Writing

Atom feed icon Software, technology, sysadmin war stories, and more.

Wednesday, December 11, 2024

Circular dependencies for socket activation and WireGuard

One of the more interesting things you can do with systemd is to use the "socket activation" feature: systemd itself opens a socket of some sort for listening, and then it hands it over to your program, inetd-style. And yes, I know by saying "inetd-style" that it's not even close to being a new thing. Obviously. This is about what else you can do with it.

Like in my previous tale about systemd stuff, you can add "deny" and "allow" rules which bring another dimension of filtering to whatever you're doing. That applies for the .socket files which are part of this socket activation thing. It can even forcibly bind it to a specific interface, i.e.:

[Socket]
ListenStream=443
IPAddressDeny=any
IPAddressAllow=192.0.2.0/24
BindToDevice=wg0

That gives you a socket which listens to TCP port 443 and which will do some bpf shenanigans to drop traffic unless the other end is in that specific /24. Then it also locks it down so it's not listening to the entire world, but instead is bound to this wg0 interface (which in this case means WireGuard).

This plus the usual ip[6]tables rules will keep things pretty narrowly defined, and that's just the way I like it.

I did this in a big way over the past year, and then never rebooted the box in question after installing such magic. Then earlier this week, I migrated that system's "personality" to new hardware and that meant boots and reboots here and there, and wasn't it weird how it was spending almost two minutes to reboot every time? What the hell, right?

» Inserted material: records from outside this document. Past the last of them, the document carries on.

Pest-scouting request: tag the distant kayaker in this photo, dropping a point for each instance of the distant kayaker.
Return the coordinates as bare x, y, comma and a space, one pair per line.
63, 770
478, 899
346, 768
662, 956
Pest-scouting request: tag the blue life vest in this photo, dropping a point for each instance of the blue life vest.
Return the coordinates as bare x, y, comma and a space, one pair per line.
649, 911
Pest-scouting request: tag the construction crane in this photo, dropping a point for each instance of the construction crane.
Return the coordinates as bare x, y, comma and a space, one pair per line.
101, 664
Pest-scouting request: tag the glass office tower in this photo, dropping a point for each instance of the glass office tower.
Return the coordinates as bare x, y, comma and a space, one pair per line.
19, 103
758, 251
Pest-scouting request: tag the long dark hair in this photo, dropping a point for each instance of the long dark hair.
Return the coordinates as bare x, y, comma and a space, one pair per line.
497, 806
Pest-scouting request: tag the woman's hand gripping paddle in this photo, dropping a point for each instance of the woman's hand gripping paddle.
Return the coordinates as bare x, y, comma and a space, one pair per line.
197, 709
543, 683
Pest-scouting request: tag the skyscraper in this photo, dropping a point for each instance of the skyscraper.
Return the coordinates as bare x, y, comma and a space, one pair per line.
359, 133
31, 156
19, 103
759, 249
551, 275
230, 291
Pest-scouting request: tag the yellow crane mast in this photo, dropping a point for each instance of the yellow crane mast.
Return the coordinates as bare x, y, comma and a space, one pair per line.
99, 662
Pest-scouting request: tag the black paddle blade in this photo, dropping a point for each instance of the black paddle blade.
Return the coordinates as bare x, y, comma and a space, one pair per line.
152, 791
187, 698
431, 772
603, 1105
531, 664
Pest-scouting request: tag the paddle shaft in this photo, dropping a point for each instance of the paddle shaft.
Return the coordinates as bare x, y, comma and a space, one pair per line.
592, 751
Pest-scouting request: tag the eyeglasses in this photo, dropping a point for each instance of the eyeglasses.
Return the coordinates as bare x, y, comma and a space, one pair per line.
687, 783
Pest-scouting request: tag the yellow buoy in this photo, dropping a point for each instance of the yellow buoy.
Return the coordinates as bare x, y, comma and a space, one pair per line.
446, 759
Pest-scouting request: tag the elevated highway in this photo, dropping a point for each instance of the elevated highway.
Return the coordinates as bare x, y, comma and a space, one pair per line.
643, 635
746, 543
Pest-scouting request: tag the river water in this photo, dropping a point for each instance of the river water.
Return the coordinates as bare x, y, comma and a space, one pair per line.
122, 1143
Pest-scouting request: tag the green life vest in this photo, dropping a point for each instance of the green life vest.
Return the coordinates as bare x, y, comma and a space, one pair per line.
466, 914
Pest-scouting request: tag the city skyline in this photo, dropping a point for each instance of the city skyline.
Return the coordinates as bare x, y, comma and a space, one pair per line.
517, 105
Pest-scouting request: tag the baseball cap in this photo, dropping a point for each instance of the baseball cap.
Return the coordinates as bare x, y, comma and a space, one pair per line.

Digging into the systemd journal turned up that some of the "wg" stuff wasn't coming up, and it sure looked like a dependency cycle. A depends on B, which depends on C, which depends on D, which depends on A again? If not for the thing eventually timing out, it wouldn't have EVER booted.

I'm thankful for that timeout, since the rest of the box came up and I was able to get into that little headless monster to work on the problem.

The problem is basically this: if you have a .socket rigged up in the systemd world, you by default pick up a couple of dependencies in terms of sequencing/ordering at boot time, and one of them is "sockets.target". Your foo.socket essentially has a "Before=sockets.target", which means that sockets.target won't succeed until you're up and running.

But, what if your foo.socket has a BindToDevice that's pointing at WireGuard? You now have a dependency on that wg0 thing coming up, and, well, at least on Debian, that gets interesting, because it ("wg-quick@wg0" or similar) wants basic.target to be done, and basic.target in turn wants sockets.target to happen first.

foo.socket waits on wg waits on basic waits on sockets waits on foo.socket. There's the cycle.

Getting out of this mess means breaking the cycle, and the way you do that is to remove the default dependencies from your .socket file, like this:

[Unit]
DefaultDependencies=no

After that, it's on you to set up the appropriate WantedBy, Wants, Before or After declarations on your .socket to make sure it's attached to the call graph somewhere.

I should mention that it took a LOT of rebooting, journal analysis, cursing, and generally complaining about things before I got to this point. If you're in a mess like this, "systemd-analyze dump <whatever>" is generally your friend, because it will point out the *implicit* dependencies which are just as important but which won't show up in your .socket or .service files. Then you get to sketch it out on paper, curse some more, and adjust things to not loop any more.

There doesn't seem to be a good way to spot this kind of problem before you step in it during a boot. It's certainly not the sort of thing which would stop you before you aimed a cannon directly at your foot. Apparently, "systemd-analyze verify <whatever>" will at least warn you that you have a cycle, but figuring out how you got there and what to do about it is entirely up to you. Also, if you don't remember to run that verify step, then obviously it's not going to help you. I only learned about it just now while writing up this post - far too late for the problem I was having.

I sure like the features, but the complexity can be a real challenge.